Paris, Éd. Odile Jacob, 2015, 281 p. ISBN 978-2-7381-6480-2. 23,90 €
Cet ouvrage vient à la suite d’autres livres d’entretiens entre responsables juifs et chrétiens publiés
aussi bien en France qu’à l’étranger ces dernières décennies. Il est intéressant d’emblée de montrer
en quoi celui-ci s’en distingue.
En 2010, le Cardinal J. Bergoglio et son ami Rabbin, A. Skorka, publièrent un livre d’entretiens paru
en Argentine, et traduit en 2013 en français sous le titre : Sur la terre comme au ciel[1]. On est là
dans ce que j’appellerais une théologie en actes ; nous sommes entraînés dans un mouvement qui
veut rejoindre, au nom de la Torah et des Évangiles, avant tout le frère, qu’il soit juif, chrétien ou
autre. Et j’ajouterai qu’avec des actes et des gestes concrets, le pontificat de François n’est venu
que confirmer et amplifier ce qu’ils avaient déjà posé ensemble à Buenos Aires comme amis et
complices.
En ce qui concerne la France, au moins trois livres témoignent déjà d’un dialogue quasi
institutionnel.
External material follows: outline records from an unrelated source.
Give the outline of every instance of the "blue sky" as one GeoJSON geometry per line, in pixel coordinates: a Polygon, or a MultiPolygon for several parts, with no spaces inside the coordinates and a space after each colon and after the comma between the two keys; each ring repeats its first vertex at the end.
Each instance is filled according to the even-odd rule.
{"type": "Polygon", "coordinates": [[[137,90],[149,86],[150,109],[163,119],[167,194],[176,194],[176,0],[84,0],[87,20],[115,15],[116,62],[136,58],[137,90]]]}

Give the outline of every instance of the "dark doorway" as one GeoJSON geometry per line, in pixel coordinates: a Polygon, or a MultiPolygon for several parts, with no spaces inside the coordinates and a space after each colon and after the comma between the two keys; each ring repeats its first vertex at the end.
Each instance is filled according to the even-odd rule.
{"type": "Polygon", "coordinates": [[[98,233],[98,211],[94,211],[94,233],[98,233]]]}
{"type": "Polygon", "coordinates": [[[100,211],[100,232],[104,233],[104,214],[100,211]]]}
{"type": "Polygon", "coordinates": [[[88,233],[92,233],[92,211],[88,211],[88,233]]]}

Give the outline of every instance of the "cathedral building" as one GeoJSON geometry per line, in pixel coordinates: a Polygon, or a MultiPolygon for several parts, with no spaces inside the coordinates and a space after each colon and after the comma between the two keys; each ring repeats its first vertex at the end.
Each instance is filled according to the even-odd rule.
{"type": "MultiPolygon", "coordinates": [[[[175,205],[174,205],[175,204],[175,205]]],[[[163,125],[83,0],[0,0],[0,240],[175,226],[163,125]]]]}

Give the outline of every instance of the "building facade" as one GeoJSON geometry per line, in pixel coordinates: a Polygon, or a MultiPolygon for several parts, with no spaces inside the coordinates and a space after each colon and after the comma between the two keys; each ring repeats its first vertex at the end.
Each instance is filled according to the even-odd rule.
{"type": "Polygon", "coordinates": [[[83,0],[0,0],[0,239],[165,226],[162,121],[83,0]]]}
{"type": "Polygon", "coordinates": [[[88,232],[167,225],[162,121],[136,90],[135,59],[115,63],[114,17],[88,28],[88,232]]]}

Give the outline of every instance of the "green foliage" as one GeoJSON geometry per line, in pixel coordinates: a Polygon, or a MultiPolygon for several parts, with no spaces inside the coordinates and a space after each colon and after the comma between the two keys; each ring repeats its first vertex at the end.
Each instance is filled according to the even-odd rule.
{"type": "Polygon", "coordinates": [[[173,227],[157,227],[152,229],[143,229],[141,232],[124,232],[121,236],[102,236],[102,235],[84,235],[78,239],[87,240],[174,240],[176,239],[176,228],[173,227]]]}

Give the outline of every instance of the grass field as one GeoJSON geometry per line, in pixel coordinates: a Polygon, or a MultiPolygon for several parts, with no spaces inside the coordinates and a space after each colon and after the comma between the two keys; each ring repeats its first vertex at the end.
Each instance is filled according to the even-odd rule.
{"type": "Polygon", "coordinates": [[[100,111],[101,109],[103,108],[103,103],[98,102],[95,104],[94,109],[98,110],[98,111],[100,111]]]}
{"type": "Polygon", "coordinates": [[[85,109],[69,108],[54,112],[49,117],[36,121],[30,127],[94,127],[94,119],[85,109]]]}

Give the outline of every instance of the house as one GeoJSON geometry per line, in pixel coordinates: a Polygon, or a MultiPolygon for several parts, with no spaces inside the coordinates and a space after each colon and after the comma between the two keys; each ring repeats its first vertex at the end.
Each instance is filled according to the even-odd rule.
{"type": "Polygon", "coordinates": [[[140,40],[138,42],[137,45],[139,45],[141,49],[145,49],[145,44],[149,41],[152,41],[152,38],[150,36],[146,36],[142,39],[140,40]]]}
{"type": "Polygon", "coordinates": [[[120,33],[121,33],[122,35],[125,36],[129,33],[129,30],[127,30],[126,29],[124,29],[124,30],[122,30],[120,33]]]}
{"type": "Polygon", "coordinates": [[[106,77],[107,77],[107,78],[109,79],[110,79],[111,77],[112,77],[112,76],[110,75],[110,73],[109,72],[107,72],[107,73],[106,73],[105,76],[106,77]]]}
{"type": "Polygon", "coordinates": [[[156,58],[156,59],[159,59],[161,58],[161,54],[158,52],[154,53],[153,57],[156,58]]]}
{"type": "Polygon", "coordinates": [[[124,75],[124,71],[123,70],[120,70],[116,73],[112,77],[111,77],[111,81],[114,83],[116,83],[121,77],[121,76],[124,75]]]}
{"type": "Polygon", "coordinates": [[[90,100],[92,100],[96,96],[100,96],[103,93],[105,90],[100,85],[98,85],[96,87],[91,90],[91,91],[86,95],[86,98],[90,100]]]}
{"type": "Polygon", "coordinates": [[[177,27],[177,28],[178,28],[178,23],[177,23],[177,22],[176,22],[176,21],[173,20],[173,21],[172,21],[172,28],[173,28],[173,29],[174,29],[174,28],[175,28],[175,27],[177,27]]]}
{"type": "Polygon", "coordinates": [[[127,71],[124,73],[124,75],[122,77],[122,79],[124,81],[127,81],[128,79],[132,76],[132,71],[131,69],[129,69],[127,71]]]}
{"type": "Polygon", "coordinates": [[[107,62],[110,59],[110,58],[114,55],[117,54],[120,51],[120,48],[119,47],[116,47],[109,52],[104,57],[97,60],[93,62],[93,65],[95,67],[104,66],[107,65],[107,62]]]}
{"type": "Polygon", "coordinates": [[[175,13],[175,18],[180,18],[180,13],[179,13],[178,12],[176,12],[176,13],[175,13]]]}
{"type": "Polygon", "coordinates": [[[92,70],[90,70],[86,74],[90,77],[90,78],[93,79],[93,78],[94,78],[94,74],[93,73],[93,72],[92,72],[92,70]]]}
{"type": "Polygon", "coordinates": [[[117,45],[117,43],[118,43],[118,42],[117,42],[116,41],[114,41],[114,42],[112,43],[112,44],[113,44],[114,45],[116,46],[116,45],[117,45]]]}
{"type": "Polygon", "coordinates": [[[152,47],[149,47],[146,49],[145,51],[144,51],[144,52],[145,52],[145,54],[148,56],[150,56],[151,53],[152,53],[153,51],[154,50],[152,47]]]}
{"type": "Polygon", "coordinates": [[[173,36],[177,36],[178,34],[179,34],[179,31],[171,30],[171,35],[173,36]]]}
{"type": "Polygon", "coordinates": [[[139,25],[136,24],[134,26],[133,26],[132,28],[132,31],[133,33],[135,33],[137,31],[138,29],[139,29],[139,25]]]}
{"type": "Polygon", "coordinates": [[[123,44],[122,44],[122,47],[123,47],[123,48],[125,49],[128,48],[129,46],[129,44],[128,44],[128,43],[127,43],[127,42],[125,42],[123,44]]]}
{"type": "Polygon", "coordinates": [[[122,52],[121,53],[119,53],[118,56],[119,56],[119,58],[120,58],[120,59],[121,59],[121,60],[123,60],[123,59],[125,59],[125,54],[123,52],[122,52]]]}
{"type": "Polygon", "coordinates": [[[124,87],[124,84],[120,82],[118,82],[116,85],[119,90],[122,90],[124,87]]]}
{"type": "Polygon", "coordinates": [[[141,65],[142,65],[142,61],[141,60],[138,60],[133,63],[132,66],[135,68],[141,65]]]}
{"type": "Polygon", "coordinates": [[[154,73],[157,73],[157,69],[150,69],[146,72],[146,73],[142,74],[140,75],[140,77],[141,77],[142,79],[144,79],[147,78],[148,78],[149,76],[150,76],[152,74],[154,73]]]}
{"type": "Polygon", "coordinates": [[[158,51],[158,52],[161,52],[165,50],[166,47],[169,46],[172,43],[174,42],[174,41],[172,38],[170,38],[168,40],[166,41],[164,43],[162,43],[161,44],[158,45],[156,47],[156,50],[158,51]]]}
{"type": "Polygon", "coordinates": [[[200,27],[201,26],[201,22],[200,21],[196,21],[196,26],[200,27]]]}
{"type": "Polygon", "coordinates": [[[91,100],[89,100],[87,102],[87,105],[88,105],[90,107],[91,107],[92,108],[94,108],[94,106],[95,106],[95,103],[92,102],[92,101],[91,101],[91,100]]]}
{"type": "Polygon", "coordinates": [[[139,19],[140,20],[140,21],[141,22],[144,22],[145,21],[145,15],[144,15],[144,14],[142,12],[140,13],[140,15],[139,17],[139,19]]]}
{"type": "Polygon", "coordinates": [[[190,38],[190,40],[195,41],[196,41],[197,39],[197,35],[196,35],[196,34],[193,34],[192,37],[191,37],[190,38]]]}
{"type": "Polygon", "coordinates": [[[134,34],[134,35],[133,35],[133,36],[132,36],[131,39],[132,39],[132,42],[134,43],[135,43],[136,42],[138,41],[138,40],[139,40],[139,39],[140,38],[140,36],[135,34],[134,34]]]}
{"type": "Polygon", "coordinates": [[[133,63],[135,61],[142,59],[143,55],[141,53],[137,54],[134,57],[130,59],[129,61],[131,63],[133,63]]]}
Dès 1977, Pierre Pierrard, qui deviendra plus tard Président de l’A.J.-C.F., à l’époque
Professeur d’histoire contemporaine à l’Institut Catholique de Paris, mena un dialogue effectivement
d’historien avec le Grand Rabbin de France, Jacob Kaplan[2]. Ensuite, nous avons tous en mémoire
l’ouvrage intitulé Le Rabbin et le Cardinal, qui mettait en confrontation amicale le Grand Rabbin
Bernheim et le Cardinal Barbarin[3]. Plus récemment, il faut encore mentionner les entretiens du
Pasteur Clavairoly (aujourd’hui Président de la Fédération Protestante de France) avec le Grand
Rabbin Korsia (actuel Grand Rabbin de France)[4].
Dans le présent livre de dialogue entre Mgr Pierre d’Ornellas, Archevêque de Rennes et Jean-François
Bensahel, Président de l’Union libérale israélite de la synagogue de la rue Copernic (Paris), ce qui
frappe d’emblée c’est la prise en compte, comme réalité fondamentale, de l’élection d’Israël, cœur
du Judaïsme, élection en partage, foyer central qui irradie vers les Nations, vers le Christianisme, fils
cadet de la Promesse.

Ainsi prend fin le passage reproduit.